With FIFA’s imminent decision to change the 2022 World Cup to the winter to avoid Qatar’s scorching hot summer, Australia took exception.
Their failed bid for the event garnered just a single vote, but they fired an angry shot to the world football governing body asking for $43 million in compensation - the amount they spent on the bid.
A statement on the official website of the Football Federation of Australia said FIFA should consider “An in-principle decision that just and fair compensation should be paid to those nations that invested many millions, and national prestige, in bidding for a summer event”.
One of those nations was the United States, which made it to the final round of voting before losing the highly controversial selection to Qatar.

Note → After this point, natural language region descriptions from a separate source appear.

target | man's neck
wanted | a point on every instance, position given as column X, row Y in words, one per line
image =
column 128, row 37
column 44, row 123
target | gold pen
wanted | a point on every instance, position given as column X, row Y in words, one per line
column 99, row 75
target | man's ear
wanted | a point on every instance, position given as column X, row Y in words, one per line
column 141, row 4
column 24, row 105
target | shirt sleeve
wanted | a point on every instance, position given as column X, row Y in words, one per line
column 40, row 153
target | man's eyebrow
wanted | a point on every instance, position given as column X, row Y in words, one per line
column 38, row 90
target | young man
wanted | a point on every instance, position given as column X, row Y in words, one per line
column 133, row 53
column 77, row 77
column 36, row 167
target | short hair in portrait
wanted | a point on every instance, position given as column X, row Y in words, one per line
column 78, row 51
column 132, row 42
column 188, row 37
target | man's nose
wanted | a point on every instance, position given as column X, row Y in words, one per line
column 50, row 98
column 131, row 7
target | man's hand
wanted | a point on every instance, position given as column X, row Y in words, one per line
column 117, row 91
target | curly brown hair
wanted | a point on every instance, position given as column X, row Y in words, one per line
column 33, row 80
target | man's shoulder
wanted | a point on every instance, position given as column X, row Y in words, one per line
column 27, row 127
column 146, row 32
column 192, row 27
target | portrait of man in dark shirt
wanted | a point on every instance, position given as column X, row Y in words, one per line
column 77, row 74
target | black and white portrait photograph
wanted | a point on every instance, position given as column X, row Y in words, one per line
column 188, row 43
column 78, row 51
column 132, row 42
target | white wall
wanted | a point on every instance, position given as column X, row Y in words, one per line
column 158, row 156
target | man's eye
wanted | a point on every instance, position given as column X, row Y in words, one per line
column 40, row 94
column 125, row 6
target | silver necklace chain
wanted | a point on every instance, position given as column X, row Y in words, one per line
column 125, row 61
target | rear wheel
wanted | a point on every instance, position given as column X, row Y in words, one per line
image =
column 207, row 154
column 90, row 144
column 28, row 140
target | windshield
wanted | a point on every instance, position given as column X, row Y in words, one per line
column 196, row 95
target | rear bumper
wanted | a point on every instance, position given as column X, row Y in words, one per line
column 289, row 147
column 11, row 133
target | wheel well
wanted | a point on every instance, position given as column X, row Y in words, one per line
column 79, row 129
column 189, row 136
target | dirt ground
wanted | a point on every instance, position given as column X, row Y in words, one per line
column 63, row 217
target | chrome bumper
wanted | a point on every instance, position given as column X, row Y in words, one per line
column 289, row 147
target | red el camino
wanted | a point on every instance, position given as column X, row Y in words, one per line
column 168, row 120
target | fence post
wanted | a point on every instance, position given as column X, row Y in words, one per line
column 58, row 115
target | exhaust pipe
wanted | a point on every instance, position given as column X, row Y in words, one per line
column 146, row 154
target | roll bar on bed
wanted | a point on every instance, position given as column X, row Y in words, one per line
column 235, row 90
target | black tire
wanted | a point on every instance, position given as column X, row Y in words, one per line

“My fear is that Fifa could make a bad situation worse by hastily changing one of the most significant and controversial decisions it’s ever taken,” said FFA chairman Frank Lowy. “Australia, like the other bidding nations, was required by Fifa’s own rules to pitch for a World Cup in the June and July window. Changing the dates is tantamount to changing the rules after the contest is over. If that happens, compensation should be paid to those nations that invested many millions, and national prestige, in bidding for a summer event.”
A FIFA spokesperson hit back, saying, “As part of the bidding documents all bidders, including the FA Australia, accepted that the format and dates of the staging of the Fifa World Cup and Fifa Confederations Cup, though initially expected to be in June/July, remains subject to the final decision of the Fifa Organising Committee,” she said. “There is no ground for any speculations.”

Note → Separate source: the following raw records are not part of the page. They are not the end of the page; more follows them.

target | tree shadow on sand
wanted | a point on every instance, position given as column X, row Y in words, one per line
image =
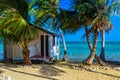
column 54, row 71
column 50, row 70
column 81, row 67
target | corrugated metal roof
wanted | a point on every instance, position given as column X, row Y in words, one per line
column 46, row 30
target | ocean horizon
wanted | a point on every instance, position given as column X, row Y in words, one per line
column 79, row 51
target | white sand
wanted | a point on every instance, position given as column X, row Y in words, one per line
column 56, row 72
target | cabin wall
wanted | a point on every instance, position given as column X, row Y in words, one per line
column 14, row 51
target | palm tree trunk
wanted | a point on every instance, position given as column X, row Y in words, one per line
column 64, row 45
column 5, row 50
column 89, row 60
column 102, row 55
column 26, row 53
column 90, row 47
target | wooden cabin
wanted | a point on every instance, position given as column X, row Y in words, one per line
column 40, row 48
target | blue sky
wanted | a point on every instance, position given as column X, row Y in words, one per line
column 113, row 35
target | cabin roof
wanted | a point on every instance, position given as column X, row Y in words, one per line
column 46, row 30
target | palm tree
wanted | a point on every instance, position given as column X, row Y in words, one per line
column 15, row 18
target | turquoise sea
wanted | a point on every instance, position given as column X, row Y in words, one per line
column 79, row 51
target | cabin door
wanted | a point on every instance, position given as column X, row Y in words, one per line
column 44, row 45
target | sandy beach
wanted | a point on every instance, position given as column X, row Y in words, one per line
column 66, row 71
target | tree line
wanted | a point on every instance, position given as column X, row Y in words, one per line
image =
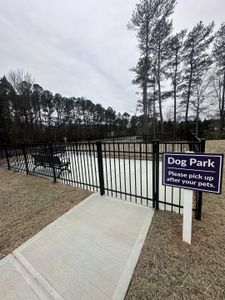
column 186, row 68
column 29, row 113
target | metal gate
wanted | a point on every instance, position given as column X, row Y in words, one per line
column 130, row 171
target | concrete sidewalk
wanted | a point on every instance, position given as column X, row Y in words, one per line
column 88, row 253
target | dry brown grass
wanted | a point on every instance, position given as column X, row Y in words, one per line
column 28, row 204
column 170, row 269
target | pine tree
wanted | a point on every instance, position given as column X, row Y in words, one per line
column 219, row 56
column 196, row 60
column 174, row 69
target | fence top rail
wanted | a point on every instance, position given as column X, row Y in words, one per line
column 180, row 142
column 197, row 141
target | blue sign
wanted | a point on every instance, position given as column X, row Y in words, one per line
column 201, row 172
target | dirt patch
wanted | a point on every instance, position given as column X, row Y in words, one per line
column 28, row 204
column 170, row 269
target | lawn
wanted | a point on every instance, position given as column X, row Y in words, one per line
column 170, row 269
column 28, row 204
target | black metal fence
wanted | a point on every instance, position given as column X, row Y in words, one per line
column 131, row 171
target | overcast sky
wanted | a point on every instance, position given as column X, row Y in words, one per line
column 83, row 48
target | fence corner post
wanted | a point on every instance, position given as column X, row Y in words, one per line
column 25, row 158
column 7, row 156
column 198, row 195
column 100, row 168
column 53, row 166
column 155, row 173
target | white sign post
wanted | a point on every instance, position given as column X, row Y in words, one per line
column 187, row 215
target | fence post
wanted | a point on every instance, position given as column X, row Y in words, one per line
column 7, row 156
column 100, row 168
column 198, row 208
column 25, row 158
column 53, row 166
column 155, row 173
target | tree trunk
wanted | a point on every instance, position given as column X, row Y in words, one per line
column 175, row 98
column 188, row 94
column 159, row 88
column 222, row 104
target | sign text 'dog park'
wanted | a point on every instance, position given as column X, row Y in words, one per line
column 202, row 172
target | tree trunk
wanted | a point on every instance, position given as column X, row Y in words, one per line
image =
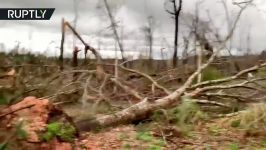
column 61, row 57
column 142, row 109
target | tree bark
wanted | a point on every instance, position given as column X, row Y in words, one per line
column 177, row 13
column 142, row 109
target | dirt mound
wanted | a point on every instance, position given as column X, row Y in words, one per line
column 33, row 115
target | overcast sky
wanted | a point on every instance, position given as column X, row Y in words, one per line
column 93, row 23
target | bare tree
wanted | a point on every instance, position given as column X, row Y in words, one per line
column 114, row 27
column 148, row 32
column 175, row 12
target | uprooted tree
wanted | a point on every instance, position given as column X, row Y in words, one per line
column 147, row 105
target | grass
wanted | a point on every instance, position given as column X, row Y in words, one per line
column 251, row 119
column 65, row 132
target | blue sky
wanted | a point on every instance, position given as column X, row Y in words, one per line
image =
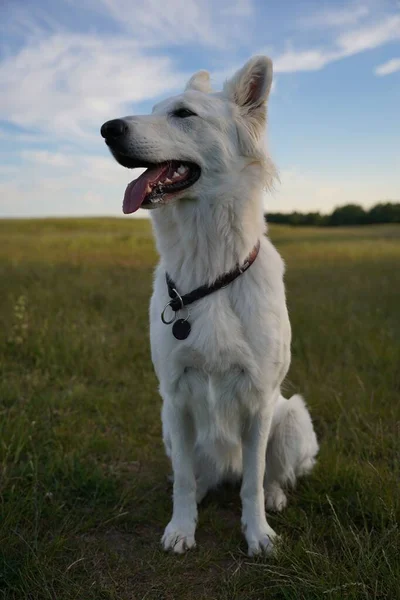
column 67, row 66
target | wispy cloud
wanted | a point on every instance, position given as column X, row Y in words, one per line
column 389, row 67
column 178, row 22
column 340, row 17
column 68, row 84
column 344, row 45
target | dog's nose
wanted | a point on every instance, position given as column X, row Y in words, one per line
column 113, row 128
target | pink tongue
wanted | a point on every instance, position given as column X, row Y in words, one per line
column 135, row 193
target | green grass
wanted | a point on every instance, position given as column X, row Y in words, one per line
column 84, row 495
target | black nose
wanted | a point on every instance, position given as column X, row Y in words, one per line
column 113, row 128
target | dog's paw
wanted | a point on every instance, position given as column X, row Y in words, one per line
column 275, row 498
column 260, row 539
column 178, row 538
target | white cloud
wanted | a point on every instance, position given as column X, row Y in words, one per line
column 389, row 67
column 178, row 22
column 346, row 44
column 373, row 36
column 69, row 84
column 349, row 15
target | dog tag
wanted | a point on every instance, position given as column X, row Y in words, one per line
column 181, row 329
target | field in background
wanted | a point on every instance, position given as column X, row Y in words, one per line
column 84, row 495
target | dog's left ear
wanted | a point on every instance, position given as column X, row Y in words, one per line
column 249, row 88
column 200, row 82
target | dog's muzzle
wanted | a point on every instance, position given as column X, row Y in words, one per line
column 113, row 129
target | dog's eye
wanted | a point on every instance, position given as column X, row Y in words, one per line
column 182, row 113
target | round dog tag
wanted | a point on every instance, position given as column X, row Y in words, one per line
column 181, row 329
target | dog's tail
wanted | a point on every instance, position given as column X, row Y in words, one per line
column 292, row 445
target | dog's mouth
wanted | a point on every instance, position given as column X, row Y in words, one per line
column 158, row 184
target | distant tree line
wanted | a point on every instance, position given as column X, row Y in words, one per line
column 350, row 214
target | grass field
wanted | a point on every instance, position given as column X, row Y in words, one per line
column 84, row 490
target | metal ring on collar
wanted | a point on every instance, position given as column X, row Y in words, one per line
column 163, row 315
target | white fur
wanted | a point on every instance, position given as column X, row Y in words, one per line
column 221, row 386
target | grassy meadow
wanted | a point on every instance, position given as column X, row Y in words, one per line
column 84, row 493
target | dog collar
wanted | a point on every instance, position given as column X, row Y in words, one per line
column 181, row 327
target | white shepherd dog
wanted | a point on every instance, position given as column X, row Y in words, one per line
column 219, row 327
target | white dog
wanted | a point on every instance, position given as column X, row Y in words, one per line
column 222, row 361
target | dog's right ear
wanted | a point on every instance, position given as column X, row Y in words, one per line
column 249, row 88
column 200, row 82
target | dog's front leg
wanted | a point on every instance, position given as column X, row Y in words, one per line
column 259, row 535
column 179, row 533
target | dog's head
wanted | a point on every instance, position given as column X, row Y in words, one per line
column 195, row 140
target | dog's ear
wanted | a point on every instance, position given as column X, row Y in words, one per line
column 200, row 82
column 249, row 88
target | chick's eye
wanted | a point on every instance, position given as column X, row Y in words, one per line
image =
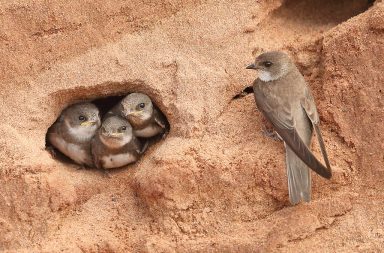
column 267, row 64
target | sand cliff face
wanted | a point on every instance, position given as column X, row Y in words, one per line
column 215, row 184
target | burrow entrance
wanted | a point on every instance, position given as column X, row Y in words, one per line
column 105, row 105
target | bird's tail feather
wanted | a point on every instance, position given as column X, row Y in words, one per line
column 322, row 146
column 299, row 178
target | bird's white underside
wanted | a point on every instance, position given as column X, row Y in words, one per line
column 82, row 133
column 114, row 142
column 73, row 151
column 118, row 160
column 266, row 76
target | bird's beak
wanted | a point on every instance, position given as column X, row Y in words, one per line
column 251, row 66
column 134, row 113
column 88, row 123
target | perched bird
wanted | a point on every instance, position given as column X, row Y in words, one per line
column 283, row 96
column 139, row 110
column 72, row 132
column 114, row 145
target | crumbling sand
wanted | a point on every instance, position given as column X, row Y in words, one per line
column 215, row 184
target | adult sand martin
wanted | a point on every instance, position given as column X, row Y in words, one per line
column 283, row 96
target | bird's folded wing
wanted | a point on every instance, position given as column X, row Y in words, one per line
column 309, row 107
column 281, row 119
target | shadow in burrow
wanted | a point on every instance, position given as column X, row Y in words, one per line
column 105, row 96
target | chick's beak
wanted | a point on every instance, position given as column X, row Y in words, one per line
column 251, row 66
column 133, row 113
column 88, row 123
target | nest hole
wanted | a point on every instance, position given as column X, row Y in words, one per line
column 104, row 104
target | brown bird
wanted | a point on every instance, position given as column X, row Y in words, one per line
column 283, row 96
column 73, row 131
column 114, row 144
column 139, row 110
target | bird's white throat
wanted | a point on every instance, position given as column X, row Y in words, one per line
column 82, row 133
column 115, row 142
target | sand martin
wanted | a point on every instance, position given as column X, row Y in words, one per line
column 139, row 110
column 283, row 96
column 72, row 132
column 115, row 145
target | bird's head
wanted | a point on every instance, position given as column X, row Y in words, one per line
column 272, row 65
column 115, row 132
column 137, row 107
column 82, row 116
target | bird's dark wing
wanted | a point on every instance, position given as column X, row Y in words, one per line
column 308, row 103
column 280, row 117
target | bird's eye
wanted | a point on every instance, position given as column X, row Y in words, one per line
column 267, row 64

Not only is the decision angering the FFA, but it has stirred many others to their boiling points, both publicly and privately.
The Premier League made their exceptions public by blasting FIFA for moving the event, saying “The prospect of a winter World Cup is neither workable nor desirable for European domestic football” and proposing FIFA reopen the bid to select a different location.
In addition, the Guardian reports that Fox, which bought the broadcasting rights to the 2022 World Cup for about $1 billion, are furious with the decision as well. The move could conflict with other rights Fox has purchased, among other complications.